Em vez disso, ao examinar imagens de satélite de 1985 a 2022, O’Donnell, Poulin e os seus colegas determinaram que este estranho fenómeno só tem ocorrido durante a última década e coincide com um clima mais quente e um aumento da queda de neve.

“A nossa hipótese de trabalho é que o degelo do solo permafrost está a permitir que a água se infiltre mais profundamente e interaja com minerais que estiveram presos durante milhares de anos”, explica Poulin.

Rios enferrujados do Alasca: o impacto alarmante do degelo do permafrost nos rios do Ártico

O Ártico está a aquecer cerca de quatro vezes mais rapidamente do que o resto do nosso planeta. Esse calor extra derrete o solo congelado, aumenta a atividade microbiana e causa a “arbustificação” – com essas novas raízes perturbando ainda mais o solo. Juntos, estes processos estão expondo os minerais anteriormente protegidos às intempéries e deslocando-os para bacias hidrográficas.

“As mudanças climáticas e o degelo do permafrost associado parecem ser os principais causadores do comprometimento dos rios”, concluem os pesquisadores. “A descoloração dos riachos foi associada a declínios dramáticos na diversidade de macroinvertebrados e na abundância de peixes.”

Esta mudança na química da água devido à drenagem ácida das rochas ameaça não só a vida selvagem, mas também as populações locais que dependem destes riachos para água potável e pesca de subsistência.

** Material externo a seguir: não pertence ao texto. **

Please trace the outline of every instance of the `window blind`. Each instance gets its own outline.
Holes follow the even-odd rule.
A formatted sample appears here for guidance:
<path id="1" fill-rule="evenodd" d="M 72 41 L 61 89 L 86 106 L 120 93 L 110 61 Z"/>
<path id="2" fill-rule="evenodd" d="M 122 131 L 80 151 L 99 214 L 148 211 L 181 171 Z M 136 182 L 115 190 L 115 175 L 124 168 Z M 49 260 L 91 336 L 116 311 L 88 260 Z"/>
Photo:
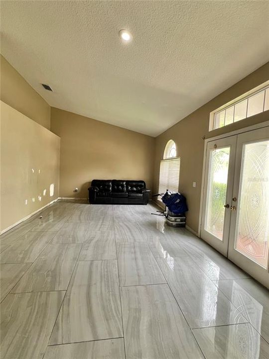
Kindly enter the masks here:
<path id="1" fill-rule="evenodd" d="M 178 191 L 180 158 L 162 160 L 160 165 L 159 193 L 165 193 L 166 189 L 175 192 Z"/>

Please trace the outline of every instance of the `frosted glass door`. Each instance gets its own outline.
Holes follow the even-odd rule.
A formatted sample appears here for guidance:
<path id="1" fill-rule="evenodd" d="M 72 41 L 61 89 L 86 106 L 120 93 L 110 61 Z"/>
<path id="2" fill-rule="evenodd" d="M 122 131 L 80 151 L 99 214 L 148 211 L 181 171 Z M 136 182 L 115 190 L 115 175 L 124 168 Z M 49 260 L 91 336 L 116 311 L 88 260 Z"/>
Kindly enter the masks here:
<path id="1" fill-rule="evenodd" d="M 269 285 L 269 128 L 238 136 L 228 258 Z"/>
<path id="2" fill-rule="evenodd" d="M 209 142 L 201 236 L 227 256 L 236 136 Z"/>

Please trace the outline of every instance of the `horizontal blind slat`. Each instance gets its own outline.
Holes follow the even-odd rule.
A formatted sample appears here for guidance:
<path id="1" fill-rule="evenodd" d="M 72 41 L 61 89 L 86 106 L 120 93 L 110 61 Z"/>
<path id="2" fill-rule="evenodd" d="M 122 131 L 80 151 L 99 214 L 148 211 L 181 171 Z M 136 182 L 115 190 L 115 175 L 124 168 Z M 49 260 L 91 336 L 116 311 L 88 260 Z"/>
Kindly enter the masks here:
<path id="1" fill-rule="evenodd" d="M 172 192 L 178 191 L 180 168 L 179 157 L 161 161 L 159 193 L 165 192 L 166 189 Z"/>

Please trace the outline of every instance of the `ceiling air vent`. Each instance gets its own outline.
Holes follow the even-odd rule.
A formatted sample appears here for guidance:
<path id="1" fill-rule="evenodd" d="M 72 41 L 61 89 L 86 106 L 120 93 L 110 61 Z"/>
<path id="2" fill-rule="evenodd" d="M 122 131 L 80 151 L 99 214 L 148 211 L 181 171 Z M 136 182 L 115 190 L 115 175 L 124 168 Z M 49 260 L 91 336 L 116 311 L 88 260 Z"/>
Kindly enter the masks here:
<path id="1" fill-rule="evenodd" d="M 48 91 L 52 91 L 52 89 L 50 86 L 49 86 L 48 85 L 45 85 L 45 84 L 42 84 L 42 86 L 44 87 L 44 89 L 46 89 L 46 90 L 47 90 Z"/>

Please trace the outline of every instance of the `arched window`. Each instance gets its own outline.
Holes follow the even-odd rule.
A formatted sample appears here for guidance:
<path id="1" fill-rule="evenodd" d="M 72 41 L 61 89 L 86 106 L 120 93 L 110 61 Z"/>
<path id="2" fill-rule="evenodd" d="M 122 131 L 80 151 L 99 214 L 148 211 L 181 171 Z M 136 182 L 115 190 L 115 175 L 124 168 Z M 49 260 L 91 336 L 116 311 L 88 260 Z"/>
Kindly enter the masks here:
<path id="1" fill-rule="evenodd" d="M 176 157 L 176 148 L 174 141 L 172 140 L 169 140 L 164 149 L 163 159 L 166 160 L 172 157 Z"/>
<path id="2" fill-rule="evenodd" d="M 172 192 L 178 191 L 180 169 L 180 158 L 176 157 L 176 144 L 169 140 L 164 149 L 163 160 L 160 164 L 159 193 L 165 193 L 166 189 Z"/>

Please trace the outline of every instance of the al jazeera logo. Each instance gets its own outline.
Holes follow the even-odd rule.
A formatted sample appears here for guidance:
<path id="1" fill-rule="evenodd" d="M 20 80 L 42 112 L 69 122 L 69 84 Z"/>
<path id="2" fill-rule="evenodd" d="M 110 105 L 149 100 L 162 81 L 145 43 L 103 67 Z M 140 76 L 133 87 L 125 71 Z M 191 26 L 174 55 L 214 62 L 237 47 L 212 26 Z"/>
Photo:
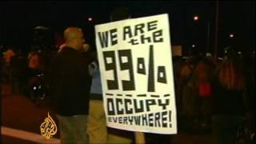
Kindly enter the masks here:
<path id="1" fill-rule="evenodd" d="M 57 126 L 50 116 L 48 111 L 48 117 L 46 118 L 45 121 L 40 126 L 41 134 L 46 139 L 50 139 L 53 135 L 57 133 Z"/>

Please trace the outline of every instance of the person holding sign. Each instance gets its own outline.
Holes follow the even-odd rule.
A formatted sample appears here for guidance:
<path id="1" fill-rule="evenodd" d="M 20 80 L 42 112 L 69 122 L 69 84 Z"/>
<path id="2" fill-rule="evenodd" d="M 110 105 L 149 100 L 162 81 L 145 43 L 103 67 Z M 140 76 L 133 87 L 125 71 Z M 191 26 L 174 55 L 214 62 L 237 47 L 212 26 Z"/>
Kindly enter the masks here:
<path id="1" fill-rule="evenodd" d="M 89 143 L 86 134 L 90 78 L 82 55 L 82 30 L 69 27 L 64 32 L 65 47 L 54 58 L 50 94 L 57 114 L 61 143 Z"/>

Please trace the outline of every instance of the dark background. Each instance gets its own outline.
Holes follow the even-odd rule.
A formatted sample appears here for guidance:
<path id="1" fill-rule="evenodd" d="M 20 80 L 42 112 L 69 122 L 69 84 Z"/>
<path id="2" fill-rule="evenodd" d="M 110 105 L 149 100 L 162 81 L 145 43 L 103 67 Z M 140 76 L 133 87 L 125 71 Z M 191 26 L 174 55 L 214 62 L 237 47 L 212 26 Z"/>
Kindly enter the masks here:
<path id="1" fill-rule="evenodd" d="M 172 45 L 182 45 L 188 54 L 191 46 L 205 51 L 207 22 L 210 23 L 210 51 L 214 52 L 217 1 L 90 1 L 90 2 L 1 2 L 0 45 L 17 46 L 29 50 L 33 44 L 33 28 L 49 27 L 52 34 L 62 34 L 69 26 L 80 26 L 88 43 L 94 46 L 96 24 L 110 22 L 114 8 L 129 8 L 132 18 L 168 13 Z M 251 52 L 255 46 L 255 2 L 254 1 L 220 1 L 218 10 L 218 44 L 221 54 L 225 47 Z M 194 15 L 199 21 L 193 20 Z M 93 21 L 88 21 L 88 18 Z M 233 38 L 229 34 L 234 34 Z"/>

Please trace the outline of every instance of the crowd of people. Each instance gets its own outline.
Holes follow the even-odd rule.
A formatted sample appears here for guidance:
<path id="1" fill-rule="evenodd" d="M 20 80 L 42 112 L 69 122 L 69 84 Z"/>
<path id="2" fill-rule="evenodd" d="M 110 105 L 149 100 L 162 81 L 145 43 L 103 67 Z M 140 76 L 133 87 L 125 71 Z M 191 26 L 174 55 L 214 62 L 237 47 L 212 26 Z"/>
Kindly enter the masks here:
<path id="1" fill-rule="evenodd" d="M 111 20 L 127 16 L 118 14 Z M 50 96 L 46 98 L 57 115 L 62 143 L 107 143 L 97 54 L 85 50 L 78 27 L 66 29 L 64 39 L 61 49 L 47 56 L 31 52 L 22 58 L 10 47 L 2 58 L 2 78 L 10 82 L 13 94 L 24 94 L 32 99 L 36 98 L 30 94 L 33 90 L 46 86 Z M 198 122 L 201 128 L 210 127 L 219 144 L 252 139 L 246 134 L 255 131 L 254 55 L 242 55 L 230 47 L 222 60 L 195 54 L 188 58 L 173 57 L 173 66 L 178 130 L 192 130 Z M 38 79 L 42 75 L 47 85 L 35 86 L 44 83 Z M 239 138 L 241 126 L 246 134 L 239 134 Z M 134 132 L 135 143 L 170 142 L 170 138 Z"/>

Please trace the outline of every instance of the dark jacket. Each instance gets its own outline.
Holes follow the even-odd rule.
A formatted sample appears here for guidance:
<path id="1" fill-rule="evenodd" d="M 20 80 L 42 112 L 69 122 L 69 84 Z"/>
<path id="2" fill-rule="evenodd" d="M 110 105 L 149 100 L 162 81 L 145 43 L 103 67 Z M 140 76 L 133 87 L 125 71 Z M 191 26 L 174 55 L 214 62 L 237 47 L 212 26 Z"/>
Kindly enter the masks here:
<path id="1" fill-rule="evenodd" d="M 82 54 L 65 47 L 53 58 L 50 66 L 51 107 L 64 116 L 88 114 L 91 78 Z"/>
<path id="2" fill-rule="evenodd" d="M 244 115 L 246 110 L 244 90 L 227 90 L 215 81 L 213 94 L 214 115 Z"/>

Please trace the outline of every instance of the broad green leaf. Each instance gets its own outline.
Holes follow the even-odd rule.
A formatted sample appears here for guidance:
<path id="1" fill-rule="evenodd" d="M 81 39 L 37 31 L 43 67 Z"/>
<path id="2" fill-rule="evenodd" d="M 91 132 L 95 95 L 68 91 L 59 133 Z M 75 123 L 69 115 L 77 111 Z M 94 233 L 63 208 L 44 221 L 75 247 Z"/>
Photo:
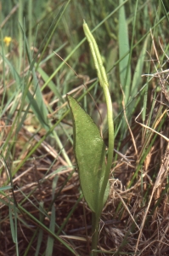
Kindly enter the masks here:
<path id="1" fill-rule="evenodd" d="M 105 145 L 99 130 L 91 117 L 70 96 L 67 96 L 74 121 L 74 150 L 83 195 L 94 212 L 104 207 L 109 195 L 109 184 L 104 202 L 99 195 L 105 173 Z M 100 207 L 101 206 L 101 207 Z"/>

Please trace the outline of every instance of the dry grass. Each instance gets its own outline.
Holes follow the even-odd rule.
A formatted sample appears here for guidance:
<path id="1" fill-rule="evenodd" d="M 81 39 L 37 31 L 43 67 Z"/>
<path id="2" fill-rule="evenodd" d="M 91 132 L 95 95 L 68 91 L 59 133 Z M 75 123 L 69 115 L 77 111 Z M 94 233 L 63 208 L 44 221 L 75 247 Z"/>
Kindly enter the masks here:
<path id="1" fill-rule="evenodd" d="M 163 86 L 166 88 L 164 84 Z M 162 93 L 164 94 L 163 91 Z M 158 110 L 162 106 L 160 97 L 161 98 L 161 93 L 157 95 L 154 107 L 154 118 L 151 119 L 152 129 L 156 130 L 161 124 L 159 119 L 155 119 Z M 153 96 L 149 95 L 149 98 L 153 99 Z M 162 114 L 161 111 L 161 113 Z M 139 119 L 138 117 L 137 120 L 141 122 Z M 127 162 L 119 157 L 113 163 L 114 177 L 110 179 L 110 197 L 100 220 L 99 249 L 111 251 L 111 255 L 130 255 L 131 253 L 133 254 L 135 250 L 138 255 L 168 255 L 168 141 L 156 136 L 152 131 L 149 131 L 149 137 L 146 137 L 148 129 L 137 124 L 134 119 L 131 127 L 133 128 L 121 143 L 122 148 L 127 145 L 128 149 L 125 155 L 130 161 Z M 162 135 L 169 137 L 167 116 L 162 127 Z M 5 140 L 10 129 L 6 127 L 3 131 L 3 140 Z M 131 140 L 131 132 L 133 136 L 132 140 Z M 39 141 L 42 134 L 43 131 L 40 131 L 39 134 L 31 140 L 32 134 L 25 125 L 17 137 L 15 160 L 25 158 L 29 154 L 31 147 Z M 143 160 L 143 148 L 146 150 L 155 137 L 155 143 L 150 146 L 149 154 Z M 31 140 L 30 148 L 28 147 L 24 154 L 20 154 L 20 143 L 29 142 L 29 140 Z M 68 154 L 73 160 L 72 148 L 69 149 Z M 54 159 L 57 160 L 52 166 Z M 131 183 L 138 167 L 138 172 L 135 175 L 133 183 Z M 55 172 L 57 170 L 60 172 L 57 173 Z M 3 180 L 5 180 L 5 173 L 4 171 Z M 39 219 L 39 203 L 42 203 L 43 211 L 46 212 L 42 222 L 48 226 L 49 218 L 45 215 L 50 217 L 53 181 L 54 177 L 58 176 L 54 198 L 55 223 L 61 226 L 80 196 L 77 172 L 75 172 L 70 175 L 70 173 L 72 173 L 72 169 L 66 167 L 66 164 L 57 151 L 52 148 L 48 142 L 42 143 L 34 153 L 31 160 L 25 163 L 14 178 L 15 189 L 14 192 L 18 204 L 21 204 L 30 213 Z M 13 195 L 10 194 L 10 196 Z M 1 255 L 14 255 L 15 247 L 11 236 L 8 215 L 8 206 L 3 203 L 3 200 L 8 203 L 8 199 L 2 196 L 1 199 L 0 253 Z M 36 230 L 39 230 L 39 227 L 22 212 L 19 212 L 18 218 L 20 255 L 24 255 L 33 234 Z M 90 224 L 90 210 L 82 201 L 70 214 L 59 235 L 74 248 L 78 255 L 88 255 L 92 236 Z M 41 255 L 45 251 L 48 236 L 48 234 L 43 230 Z M 35 238 L 29 249 L 29 255 L 35 253 L 37 242 L 37 238 Z M 113 252 L 116 252 L 116 254 Z M 56 253 L 57 255 L 70 255 L 65 247 L 59 242 L 54 242 L 54 255 Z M 104 253 L 100 253 L 100 255 L 104 255 Z"/>

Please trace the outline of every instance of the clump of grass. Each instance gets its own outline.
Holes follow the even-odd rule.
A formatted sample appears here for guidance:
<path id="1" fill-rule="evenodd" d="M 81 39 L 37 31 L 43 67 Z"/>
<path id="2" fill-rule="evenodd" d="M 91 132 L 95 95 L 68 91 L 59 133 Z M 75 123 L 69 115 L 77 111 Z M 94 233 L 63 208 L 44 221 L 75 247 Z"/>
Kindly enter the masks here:
<path id="1" fill-rule="evenodd" d="M 79 190 L 65 100 L 66 93 L 73 95 L 91 115 L 96 104 L 104 102 L 84 39 L 84 18 L 104 56 L 114 102 L 115 148 L 127 157 L 115 154 L 112 163 L 98 254 L 167 255 L 167 5 L 101 2 L 96 12 L 94 1 L 63 5 L 20 1 L 15 6 L 3 2 L 2 253 L 90 252 L 91 211 Z M 5 37 L 12 38 L 8 45 Z M 100 124 L 100 118 L 96 121 Z M 102 129 L 106 143 L 106 123 Z"/>

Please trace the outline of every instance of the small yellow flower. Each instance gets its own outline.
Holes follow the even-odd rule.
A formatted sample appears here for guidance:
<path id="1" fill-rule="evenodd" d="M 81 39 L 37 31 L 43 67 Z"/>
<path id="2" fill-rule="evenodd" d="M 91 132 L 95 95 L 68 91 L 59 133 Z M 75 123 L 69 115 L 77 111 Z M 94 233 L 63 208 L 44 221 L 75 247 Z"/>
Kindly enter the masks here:
<path id="1" fill-rule="evenodd" d="M 5 44 L 7 46 L 8 46 L 10 44 L 11 41 L 12 41 L 12 38 L 10 38 L 10 37 L 5 37 L 3 38 L 3 42 L 5 43 Z"/>

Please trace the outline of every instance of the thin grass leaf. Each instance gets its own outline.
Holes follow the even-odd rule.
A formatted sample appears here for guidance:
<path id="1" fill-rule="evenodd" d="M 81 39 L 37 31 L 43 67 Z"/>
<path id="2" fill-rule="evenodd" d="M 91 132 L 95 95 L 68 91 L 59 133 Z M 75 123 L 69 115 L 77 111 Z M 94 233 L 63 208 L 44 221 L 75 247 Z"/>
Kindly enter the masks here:
<path id="1" fill-rule="evenodd" d="M 119 3 L 122 4 L 123 0 L 119 0 Z M 126 19 L 124 4 L 119 9 L 119 56 L 122 58 L 130 51 L 130 44 L 128 38 L 127 21 Z M 131 86 L 131 67 L 128 67 L 129 55 L 127 55 L 119 63 L 120 81 L 125 93 L 125 102 L 128 102 Z"/>

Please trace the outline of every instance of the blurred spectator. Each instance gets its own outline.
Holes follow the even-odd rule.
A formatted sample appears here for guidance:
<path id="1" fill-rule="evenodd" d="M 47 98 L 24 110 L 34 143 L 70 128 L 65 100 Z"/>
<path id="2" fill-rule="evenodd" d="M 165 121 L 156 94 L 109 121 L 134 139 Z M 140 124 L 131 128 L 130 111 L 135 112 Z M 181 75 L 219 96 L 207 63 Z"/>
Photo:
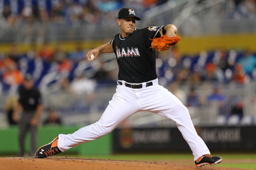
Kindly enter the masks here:
<path id="1" fill-rule="evenodd" d="M 66 58 L 67 55 L 64 52 L 62 47 L 60 44 L 58 44 L 53 53 L 52 61 L 60 63 Z"/>
<path id="2" fill-rule="evenodd" d="M 105 63 L 104 62 L 100 61 L 99 64 L 100 67 L 92 78 L 98 83 L 104 83 L 109 80 L 108 73 L 105 69 Z"/>
<path id="3" fill-rule="evenodd" d="M 188 68 L 182 68 L 178 70 L 176 74 L 175 81 L 181 84 L 186 83 L 190 74 L 190 70 Z"/>
<path id="4" fill-rule="evenodd" d="M 17 122 L 12 120 L 12 115 L 14 109 L 18 102 L 18 99 L 16 95 L 13 94 L 9 95 L 5 100 L 5 110 L 7 114 L 8 122 L 10 125 L 15 125 Z"/>
<path id="5" fill-rule="evenodd" d="M 231 108 L 231 115 L 236 115 L 238 116 L 241 119 L 243 115 L 243 109 L 244 104 L 243 102 L 239 101 Z"/>
<path id="6" fill-rule="evenodd" d="M 0 17 L 1 16 L 0 14 Z M 2 16 L 6 21 L 6 26 L 11 26 L 14 24 L 15 22 L 15 17 L 12 13 L 9 5 L 6 4 L 4 6 Z"/>
<path id="7" fill-rule="evenodd" d="M 227 69 L 231 68 L 228 62 L 228 53 L 226 49 L 222 48 L 216 50 L 214 53 L 213 62 L 224 71 Z"/>
<path id="8" fill-rule="evenodd" d="M 44 121 L 43 124 L 45 125 L 61 125 L 62 124 L 60 118 L 58 115 L 56 110 L 50 108 L 47 110 L 48 115 Z"/>
<path id="9" fill-rule="evenodd" d="M 92 94 L 94 92 L 96 85 L 92 79 L 85 77 L 84 74 L 79 73 L 71 83 L 71 89 L 78 94 Z"/>
<path id="10" fill-rule="evenodd" d="M 7 67 L 15 65 L 13 60 L 9 56 L 4 55 L 2 58 L 0 58 L 0 74 L 3 74 L 7 70 Z"/>
<path id="11" fill-rule="evenodd" d="M 17 45 L 16 44 L 13 43 L 12 45 L 9 57 L 16 63 L 18 63 L 20 59 L 21 56 L 19 54 Z"/>
<path id="12" fill-rule="evenodd" d="M 13 115 L 13 121 L 19 122 L 19 156 L 24 156 L 25 139 L 29 130 L 31 134 L 30 156 L 34 156 L 36 151 L 37 126 L 43 106 L 41 93 L 33 84 L 32 76 L 26 75 L 24 86 L 19 89 L 18 103 Z M 21 113 L 20 118 L 19 115 Z"/>
<path id="13" fill-rule="evenodd" d="M 239 64 L 237 64 L 234 67 L 231 81 L 244 84 L 245 82 L 246 77 L 242 66 Z"/>
<path id="14" fill-rule="evenodd" d="M 23 76 L 15 64 L 7 65 L 3 75 L 3 82 L 10 86 L 18 86 L 22 83 Z"/>
<path id="15" fill-rule="evenodd" d="M 113 11 L 118 7 L 116 1 L 112 0 L 99 0 L 96 3 L 96 7 L 104 12 Z"/>
<path id="16" fill-rule="evenodd" d="M 39 51 L 39 55 L 43 59 L 46 61 L 50 62 L 52 60 L 53 52 L 49 44 L 45 42 L 43 47 Z"/>
<path id="17" fill-rule="evenodd" d="M 223 82 L 224 75 L 223 71 L 213 63 L 207 63 L 205 67 L 204 80 L 211 82 Z"/>
<path id="18" fill-rule="evenodd" d="M 207 97 L 207 101 L 208 103 L 212 102 L 217 102 L 219 107 L 220 108 L 223 106 L 226 100 L 226 96 L 221 92 L 218 85 L 214 85 L 212 94 Z"/>
<path id="19" fill-rule="evenodd" d="M 58 71 L 62 77 L 67 77 L 72 69 L 73 63 L 65 55 L 65 58 L 58 64 Z"/>
<path id="20" fill-rule="evenodd" d="M 251 76 L 256 67 L 256 56 L 252 54 L 250 50 L 246 49 L 238 63 L 243 66 L 245 74 Z"/>
<path id="21" fill-rule="evenodd" d="M 83 50 L 81 45 L 78 45 L 75 50 L 69 53 L 68 56 L 72 62 L 76 63 L 84 60 L 86 54 L 86 52 Z"/>
<path id="22" fill-rule="evenodd" d="M 62 24 L 64 21 L 65 9 L 63 1 L 58 1 L 54 4 L 50 12 L 50 16 L 54 23 Z"/>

O’Donnell e a equipe continuam a sua investigação na esperança de compreender os impactos ecológicos mais amplos para a região e de descobrir quando e onde o odor tóxico laranja irá atacar novamente.

“Há muitas implicações”, explica O’Donnell. “À medida que o clima continua a aquecer, esperamos que o permafrost continue a descongelar e, portanto, onde quer que existam estes tipos de minerais, há potencial para os riachos ficarem laranja e degradarem-se em termos de qualidade da água”.